What is the main reason popular culture spreads?

The main driving force behind popular culture is mass attractiveness, and it is produced by what cultural analyst Theodor Adorno calls the cultural industry. Heavily influenced in modern times by the media, this collection of ideas permeates the daily lives of people in a given society. People like to feel part of a group and understand their cultural identity within that group, which usually happens naturally in a small, somewhat isolated community. It may seem obvious that there are a multitude of cultural differences between societies in the world.

Both academic facts and news are modified through popular broadcasting, often to the point of becoming blatant falsehoods. Popular culture is often expressed and disseminated through commercial media such as radio, television, movies, the music industry, publishers, and business-managed websites. This generation came of age in the turbulent 1960s, a decade that saw the civil rights movement, Woodstock, the counterculture movement, and the Vietnam War. The last quarter of the 20th century saw the development of a global popular culture made possible by mass cultural consumerism, telecommunications technology, and the growing importance of diversity and multiculturalism.

The term popular culture refers to the pattern of cultural experiences and attitudes that exist in society in general. The time interval between the introduction of material culture and its acceptance by immaterial culture. The enormous size of the adolescent baby boomer generation contributed to the strength of popular culture and to the special character of American culture in general, and consumer markets and television programming (and other media) prepared to serve the new demographic. Cultural items that require extensive experience, education, training, taste, insight or reflection for their full appreciation rarely become elements of popular culture.

It creates currents and whirls, in the sense that a small group of people will have a strong interest in an area of which mainstream popular culture has only partial knowledge; thus, for example, the electro-pop group Kraftwerk has had an impact on mainstream popular culture to the extent that they have been referred to in The Simpsons and Father Ted.

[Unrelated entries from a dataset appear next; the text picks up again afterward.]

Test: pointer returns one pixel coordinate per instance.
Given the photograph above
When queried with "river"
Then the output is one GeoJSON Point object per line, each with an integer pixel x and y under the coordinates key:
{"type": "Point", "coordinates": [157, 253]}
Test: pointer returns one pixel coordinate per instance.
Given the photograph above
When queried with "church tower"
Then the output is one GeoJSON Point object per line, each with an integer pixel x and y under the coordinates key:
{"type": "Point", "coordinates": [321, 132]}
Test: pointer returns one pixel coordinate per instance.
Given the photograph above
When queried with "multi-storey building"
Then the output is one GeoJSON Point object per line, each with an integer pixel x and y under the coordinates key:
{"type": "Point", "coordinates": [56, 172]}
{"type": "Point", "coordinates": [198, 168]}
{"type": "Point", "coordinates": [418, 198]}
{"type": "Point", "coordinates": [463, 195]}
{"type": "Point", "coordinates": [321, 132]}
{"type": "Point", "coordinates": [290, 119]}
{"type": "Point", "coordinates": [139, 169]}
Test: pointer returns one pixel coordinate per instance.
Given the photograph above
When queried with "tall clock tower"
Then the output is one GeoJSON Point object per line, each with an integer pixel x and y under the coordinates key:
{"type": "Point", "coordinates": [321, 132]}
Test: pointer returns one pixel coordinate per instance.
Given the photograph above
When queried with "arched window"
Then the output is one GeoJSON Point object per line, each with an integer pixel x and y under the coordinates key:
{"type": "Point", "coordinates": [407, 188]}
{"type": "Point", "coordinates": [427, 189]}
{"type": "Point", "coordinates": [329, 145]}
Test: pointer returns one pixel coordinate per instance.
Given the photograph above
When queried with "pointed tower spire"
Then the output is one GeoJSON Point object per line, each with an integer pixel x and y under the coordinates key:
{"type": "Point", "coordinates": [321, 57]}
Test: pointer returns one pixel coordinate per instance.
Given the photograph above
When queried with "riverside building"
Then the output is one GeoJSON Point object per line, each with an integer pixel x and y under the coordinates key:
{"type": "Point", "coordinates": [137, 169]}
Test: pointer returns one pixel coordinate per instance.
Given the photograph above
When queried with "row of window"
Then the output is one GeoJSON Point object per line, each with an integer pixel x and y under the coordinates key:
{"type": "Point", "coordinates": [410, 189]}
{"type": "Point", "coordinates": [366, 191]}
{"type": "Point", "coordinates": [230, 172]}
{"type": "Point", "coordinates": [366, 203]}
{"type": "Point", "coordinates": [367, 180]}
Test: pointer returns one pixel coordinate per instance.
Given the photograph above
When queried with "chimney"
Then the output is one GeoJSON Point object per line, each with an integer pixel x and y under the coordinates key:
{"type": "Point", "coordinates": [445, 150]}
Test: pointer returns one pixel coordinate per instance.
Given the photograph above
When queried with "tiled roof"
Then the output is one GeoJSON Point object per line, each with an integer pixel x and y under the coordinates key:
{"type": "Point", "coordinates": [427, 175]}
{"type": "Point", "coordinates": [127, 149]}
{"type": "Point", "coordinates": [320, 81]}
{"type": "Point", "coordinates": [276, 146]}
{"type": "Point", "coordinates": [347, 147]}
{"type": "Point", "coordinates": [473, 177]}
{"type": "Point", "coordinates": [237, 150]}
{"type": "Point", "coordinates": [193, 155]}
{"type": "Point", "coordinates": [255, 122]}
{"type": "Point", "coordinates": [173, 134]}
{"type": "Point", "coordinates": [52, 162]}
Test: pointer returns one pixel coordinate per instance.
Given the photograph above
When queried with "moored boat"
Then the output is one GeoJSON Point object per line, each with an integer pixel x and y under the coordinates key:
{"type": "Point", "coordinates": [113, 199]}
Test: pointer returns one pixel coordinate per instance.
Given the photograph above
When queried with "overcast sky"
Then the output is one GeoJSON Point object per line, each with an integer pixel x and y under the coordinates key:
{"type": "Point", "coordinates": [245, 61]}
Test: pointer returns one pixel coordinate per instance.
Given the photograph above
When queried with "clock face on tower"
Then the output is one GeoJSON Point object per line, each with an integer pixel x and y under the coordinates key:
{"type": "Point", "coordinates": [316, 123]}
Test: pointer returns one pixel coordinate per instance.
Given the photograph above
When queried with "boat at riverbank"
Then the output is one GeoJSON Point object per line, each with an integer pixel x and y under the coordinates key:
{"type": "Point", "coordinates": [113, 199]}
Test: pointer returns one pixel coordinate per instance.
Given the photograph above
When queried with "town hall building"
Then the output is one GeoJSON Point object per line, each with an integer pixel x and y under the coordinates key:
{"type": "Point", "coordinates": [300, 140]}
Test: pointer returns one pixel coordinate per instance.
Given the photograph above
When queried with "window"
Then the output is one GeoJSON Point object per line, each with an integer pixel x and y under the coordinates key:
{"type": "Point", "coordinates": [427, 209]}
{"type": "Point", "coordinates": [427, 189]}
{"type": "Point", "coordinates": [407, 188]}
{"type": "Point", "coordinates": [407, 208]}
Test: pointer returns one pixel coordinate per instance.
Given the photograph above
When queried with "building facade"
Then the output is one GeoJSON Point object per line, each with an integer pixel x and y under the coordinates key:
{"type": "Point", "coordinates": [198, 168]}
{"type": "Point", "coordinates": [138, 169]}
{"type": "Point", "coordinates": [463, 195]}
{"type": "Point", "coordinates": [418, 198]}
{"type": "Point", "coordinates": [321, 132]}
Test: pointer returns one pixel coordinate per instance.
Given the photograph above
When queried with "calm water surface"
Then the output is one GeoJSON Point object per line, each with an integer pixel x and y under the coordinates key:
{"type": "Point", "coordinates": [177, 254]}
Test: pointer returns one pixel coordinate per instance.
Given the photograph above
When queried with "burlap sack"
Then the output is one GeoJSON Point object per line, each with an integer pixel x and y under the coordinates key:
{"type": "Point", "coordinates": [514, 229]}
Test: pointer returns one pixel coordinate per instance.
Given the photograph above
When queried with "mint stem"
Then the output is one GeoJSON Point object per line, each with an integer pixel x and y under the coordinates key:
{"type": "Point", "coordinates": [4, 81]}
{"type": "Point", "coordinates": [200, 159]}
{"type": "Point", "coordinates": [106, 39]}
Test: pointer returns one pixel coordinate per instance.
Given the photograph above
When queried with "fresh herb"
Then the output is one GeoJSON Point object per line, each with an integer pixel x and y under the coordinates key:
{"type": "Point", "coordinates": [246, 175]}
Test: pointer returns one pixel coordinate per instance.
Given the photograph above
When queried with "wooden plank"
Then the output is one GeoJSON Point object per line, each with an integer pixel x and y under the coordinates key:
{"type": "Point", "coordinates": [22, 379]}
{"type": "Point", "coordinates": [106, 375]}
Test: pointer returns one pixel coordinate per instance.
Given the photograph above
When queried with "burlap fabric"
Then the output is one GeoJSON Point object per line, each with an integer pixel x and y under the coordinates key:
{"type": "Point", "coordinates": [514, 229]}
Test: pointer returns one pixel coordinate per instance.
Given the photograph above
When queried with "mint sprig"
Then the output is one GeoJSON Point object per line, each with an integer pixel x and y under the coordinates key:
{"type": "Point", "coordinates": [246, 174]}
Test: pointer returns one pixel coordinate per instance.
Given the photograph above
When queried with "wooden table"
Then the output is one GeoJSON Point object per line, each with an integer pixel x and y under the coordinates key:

It distinguishes between “primary” and “secondary” popular culture, defining primary popular culture as a mass product and secondary popular culture as local reproduction. Technology is also responsible for the dissemination of material and immaterial culture that contributes to globalization. Popular culture, which emerged in the United States during the 1960s, grew out of diverse desires for international unity, the recognition of non-Western cultures, and the expansion of world economic markets.

Unlike subcultures, which function relatively well within society in general, countercultures can actively challenge society at large by developing their own set of rules and norms with which to live, sometimes even creating communities that function outside of society at large.